My mother and I bid farewell to Belarus and the relatives who had hosted us for three weeks, on the cold, damp morning of Aug. 21, 2011, ending a trip that had shaped up to truly be a once in a lifetime experience.

Three weeks before, on the sunny afternoon of Aug. 1 my mother leaned over and whispered as our flight touched down in Minsk, “Gregory, we’re in a communist country now.” Mixed feelings of excitement and consternation welled up in my stomach as we cleared the customs checkpoint. Any second we would come face-to-face with my grandmother’s cousin, Vera Sviridenko, and her son Vasya for the first time, the reality of a trip nearly eight months in the making was about to sink in — my first time traveling abroad.

We rounded the corner and stepped out a door; as we looked out onto the sea of strangers I saw a shorter woman, dressed in country garb. I knew instantly, this had to be Vera. “Слава Богу, thank God!” she said, and kissed us on each cheek.

The journey to Vera’s house in the country village, Mankovichy, was a blur. I was exhausted from the past 20 hours of transit, and I struggled to keep up in conversation. Vera and Vasya knew no English. My two years of Russian classes all jumbled in my mind. I sat in the passenger seat tongue-tied, feeling dumb and trying my best to talk to my new hosts.

My days in Mankovichy flowed with the slow pace of the local river, Horyn. Vera and her husband, Nikolai, live in a little brick country home, typical of the area. The keep a large garden and raise chickens, pigs and one dairy cow. I spent most of my time talking to Vera and Nikolai, listening to their stories of the old days.

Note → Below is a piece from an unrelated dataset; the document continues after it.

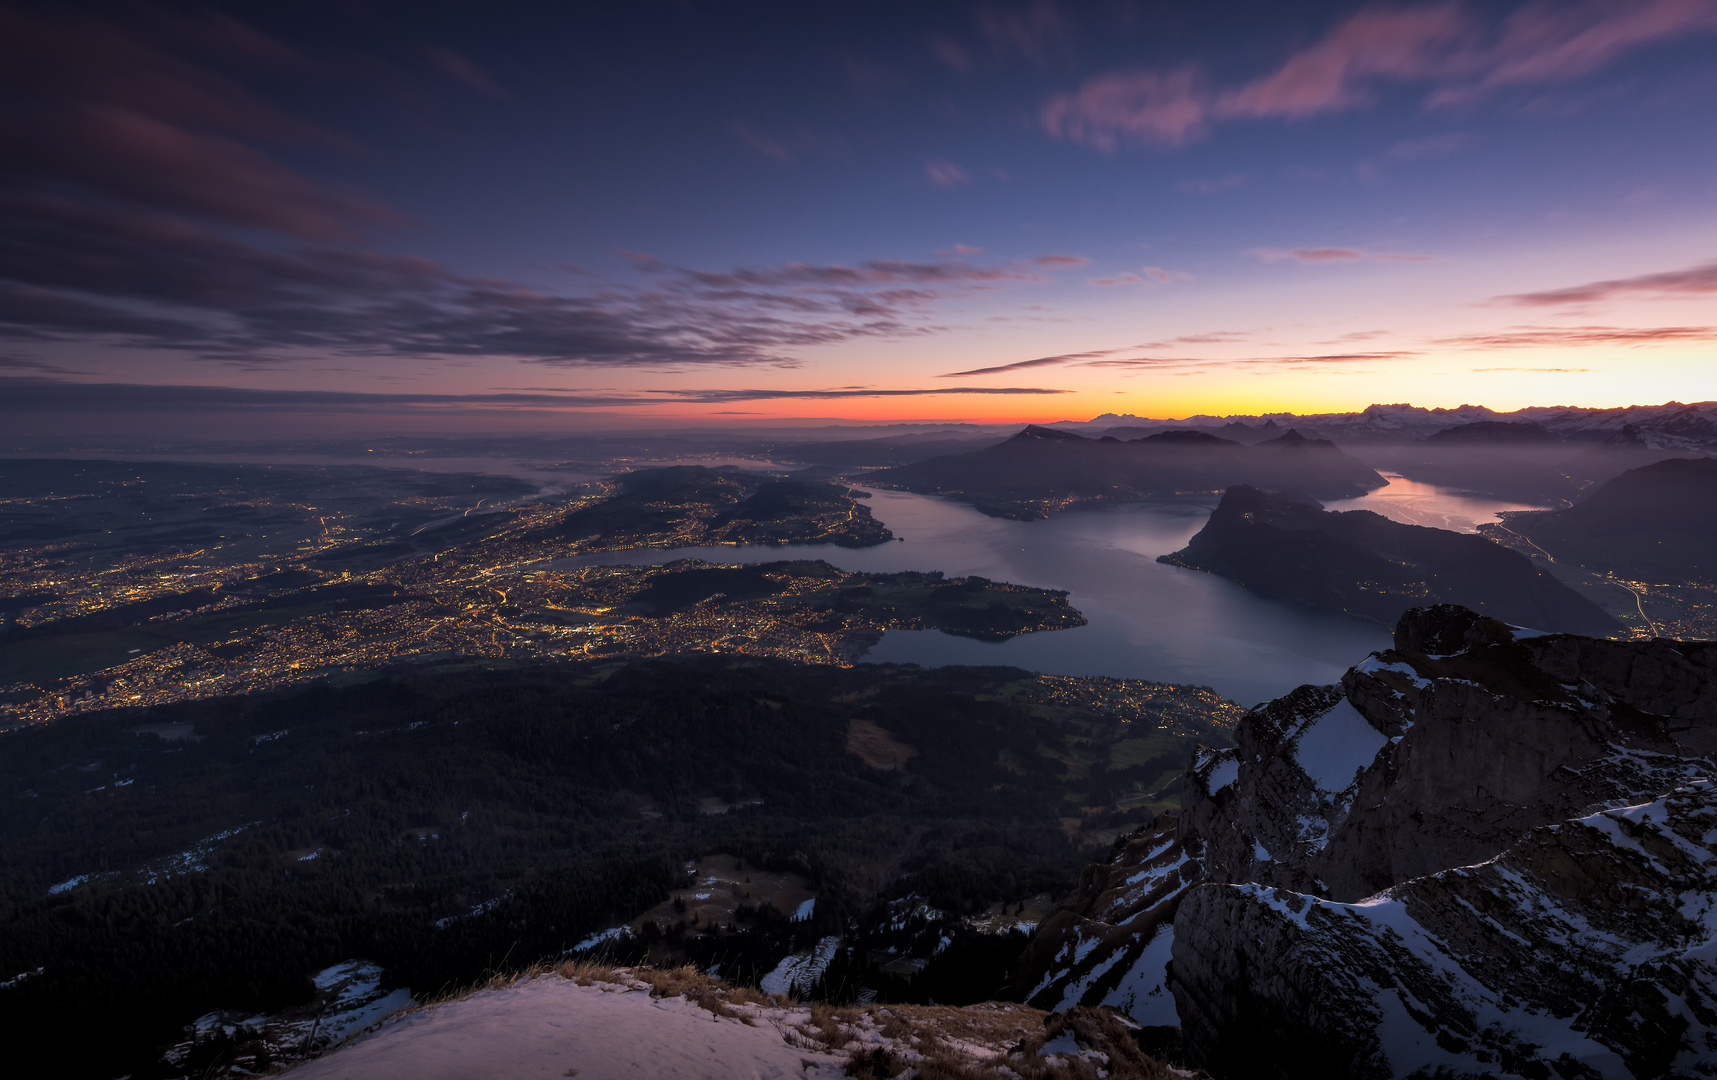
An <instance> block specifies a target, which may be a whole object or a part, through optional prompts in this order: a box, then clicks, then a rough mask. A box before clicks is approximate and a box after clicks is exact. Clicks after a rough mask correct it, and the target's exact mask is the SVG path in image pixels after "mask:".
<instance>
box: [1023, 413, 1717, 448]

“We hid in a church,” said Vera after breakfast on our fourth day, describing the devastation Hitler’s soldiers caused in the area. “They took all the Jews, and there used to be a lot of Jews here, and sent them to the forest. The soldiers forced them to dig a pit in a clearing and shot them. When I was a little girl there was a large mound where the bodies lay … The Germans found us and took us to the train tracks. There were boxcars waiting, but at the last minute an officer took us aside and said we were to work as servants in a house in Germany.”

I sat in amazement as her story unfolded. As the war ended she walked back to Belarus with her family. Their house, brand new before the war, was gone.

In the following three weeks I met Vera’s four sons, her daughter and all her grandchildren. A picture formed in my mind of a part of my family that, until now, only existed in the shadows of my imagination as untold story and a rumor of my grandmother’s memories.

As we finished our lunch of chicken, pickled mushrooms (gathered from the forest), black rye bread and homemade cheesed on our tenth day, Vera looked at my mother, and then at me.

“I tell you these things, these stories, because I do not want you to forget,” she said. “I don’t want you to lose your Belarusian roots.”

In the months before my trip I embarked on a rather misguided attempt to absorb and understand as much information as I could on Belarusian history and culture, chiefly by reading English translations of the works of Belarus’ greatest national poet, Yanka Kupala.

“Deep in Belarus, set amid wasteland and marsh, / Where a river flows, noisily swirling, / A memorial of days fled and vanished long-past / Dreams, a gravemound, grass-grown, sempiternal,” reads his poem “The Gravemound.”

On that cloudy, windblown first of August, after four hours on the highway, we pulled onto a small road and entered Mankovichy. Asphalt gave way to dirt. The sun was setting, throwing a red blanket over the clouds. I could see shadows rising to cover the tall trees in the forest lining the town outskirts. As we slowed and pulled into the Vera’s driveway I asked her what her street was called.

“Yanka Kupala,” she said. I smiled, looked at the light shining through the lace curtains of Vera’s living room and wondered what long slumbering dreams would awaken for me.